Kenyatta, Mohamud talks clear way for miraa trade, flights resumption

Friday June 10 2022
A khat (miraa) trader.

A khat (miraa) trader. PHOTO | FILE


Kenya will resume exports of miraa (khat) to Somalia in two weeks following a thawing of relations that saw President Uhuru Kenyatta make his first trip to Mogadishu Thursday since the renewing of diplomatic ties between the two countries last June.

Kenya’s Agriculture Secretary Peter Munya said Mr Kenyatta brokered the deal with new President Hassan Sheikh Mohamud on Thursday that will see the lifting of a two-year ban.

Mr Munya said the export of the crop mainly grown in Meru County would begin in a fortnight when the two heads of State sign a formal trade agreement.

The minister also announced that direct flights between the two neighbouring countries would resume from next Tuesday, a move that would enable the crop to be flown directly from Isiolo airport.

A bilateral air service agreement would be signed on the sidelines of the Intergovernmental Authority on Development (Igad) meeting slated for Tuesday in Nairobi, he said.

Addressing the press outside Kaliati dispensary in Tigania West, Meru County, when he started a two-day regional tour to local farmers, Mr Munya said the new Somalia regime had promised improved diplomatic relations.


He said the trade talks were cemented after the Kenyan delegation, in which he was part, led by President Kenyatta, attended Mr Mohamud’s inauguration in Mogadishu Thursday.

Read: Uhuru in Somalia for Mohamud's inauguration

“We want to thank President Uhuru Kenyatta for the diplomatic negotiations he has been carrying out quietly. The ban had greatly affected the economy of Mt Kenya East and the farmers’ earnings,” he said.

Mr Munya said talks were complete and what was remaining was the signing of the agreement that will also see Somalia sell seafood and other produce to Kenya.

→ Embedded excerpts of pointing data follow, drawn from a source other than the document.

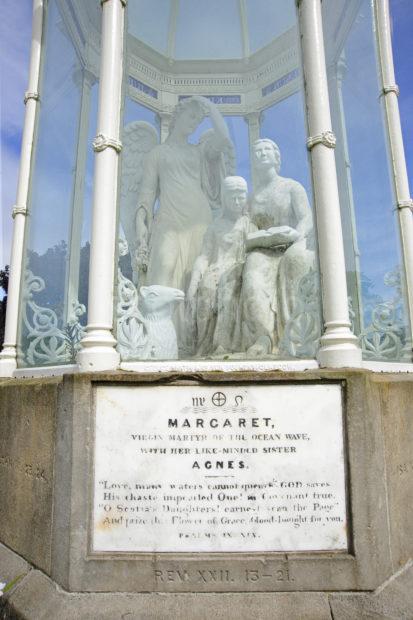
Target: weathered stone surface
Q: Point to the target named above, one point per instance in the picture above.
(61, 436)
(11, 565)
(396, 398)
(38, 598)
(392, 601)
(27, 422)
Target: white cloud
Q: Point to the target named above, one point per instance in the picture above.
(15, 40)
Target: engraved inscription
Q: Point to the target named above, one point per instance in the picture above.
(205, 469)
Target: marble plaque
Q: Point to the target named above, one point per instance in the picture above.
(213, 469)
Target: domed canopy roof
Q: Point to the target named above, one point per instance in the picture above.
(182, 30)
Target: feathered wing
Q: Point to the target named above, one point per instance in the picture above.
(215, 167)
(139, 138)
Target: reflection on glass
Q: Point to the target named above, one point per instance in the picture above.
(57, 251)
(201, 212)
(370, 230)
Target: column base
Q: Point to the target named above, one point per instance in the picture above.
(339, 349)
(8, 363)
(98, 352)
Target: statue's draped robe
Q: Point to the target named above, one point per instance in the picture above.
(271, 276)
(216, 313)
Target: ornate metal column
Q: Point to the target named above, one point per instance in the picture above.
(8, 356)
(389, 94)
(98, 346)
(339, 346)
(253, 120)
(164, 120)
(337, 72)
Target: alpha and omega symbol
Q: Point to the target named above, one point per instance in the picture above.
(219, 399)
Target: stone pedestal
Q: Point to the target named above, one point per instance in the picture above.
(47, 461)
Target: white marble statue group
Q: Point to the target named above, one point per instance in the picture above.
(191, 225)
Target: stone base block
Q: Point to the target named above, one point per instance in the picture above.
(46, 496)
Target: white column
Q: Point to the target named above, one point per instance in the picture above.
(339, 347)
(84, 80)
(8, 355)
(389, 93)
(98, 346)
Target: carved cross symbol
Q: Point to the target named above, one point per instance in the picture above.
(219, 399)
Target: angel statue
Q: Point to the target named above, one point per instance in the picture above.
(186, 178)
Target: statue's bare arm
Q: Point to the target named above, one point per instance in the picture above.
(146, 202)
(220, 138)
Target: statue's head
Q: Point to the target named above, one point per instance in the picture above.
(187, 114)
(266, 154)
(234, 194)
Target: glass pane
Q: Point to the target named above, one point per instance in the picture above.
(57, 236)
(367, 202)
(217, 258)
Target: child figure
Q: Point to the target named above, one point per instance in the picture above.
(214, 290)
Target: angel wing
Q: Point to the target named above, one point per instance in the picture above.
(139, 137)
(214, 171)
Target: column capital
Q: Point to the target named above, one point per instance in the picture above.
(123, 2)
(102, 142)
(327, 138)
(19, 209)
(30, 95)
(390, 88)
(405, 204)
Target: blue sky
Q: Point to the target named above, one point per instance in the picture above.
(15, 34)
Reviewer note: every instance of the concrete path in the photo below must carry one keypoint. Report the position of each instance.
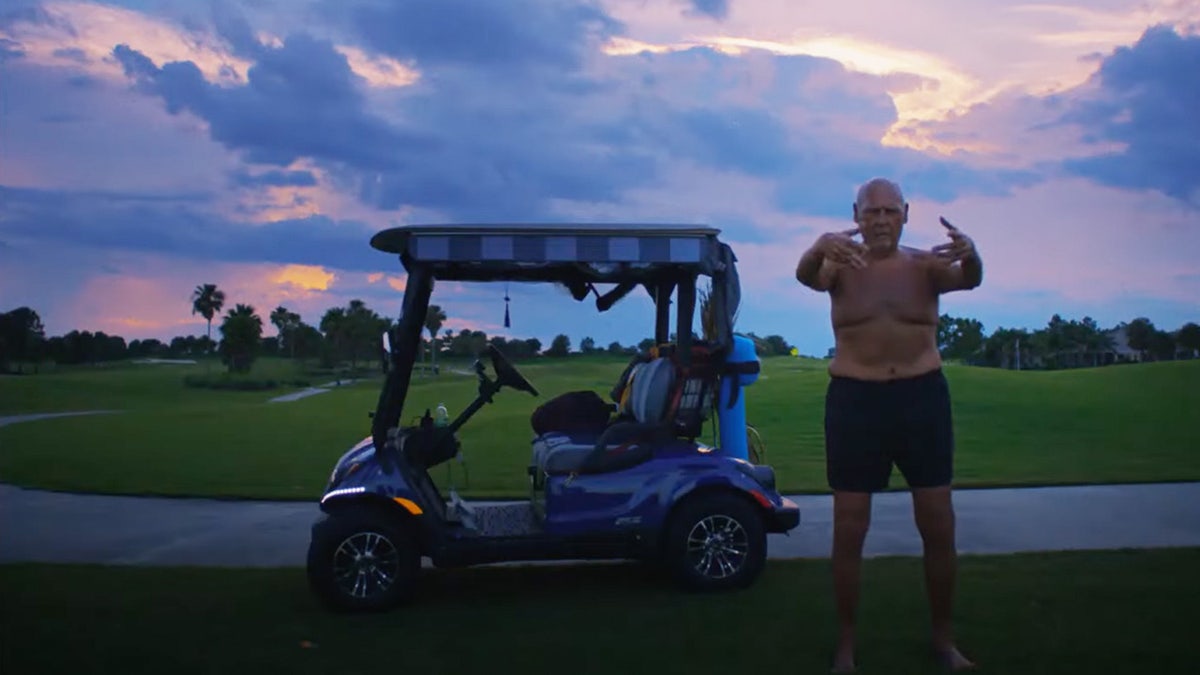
(39, 526)
(311, 390)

Somalia closed access to its market for Kenya in 2020 following a political fallout between the two countries under former President Mohamed Abdullahi “Farmaajo”. The ban led to a loss of more than 50 tonnes of Kenyan khat valued at more than Ksh20 million ($171,000) a day.

Mr Munya underlined the importance of the Somalia market, saying it is lucrative and serves as the launching pad for cargo transit to the Horn of Africa, the Middle East and other countries.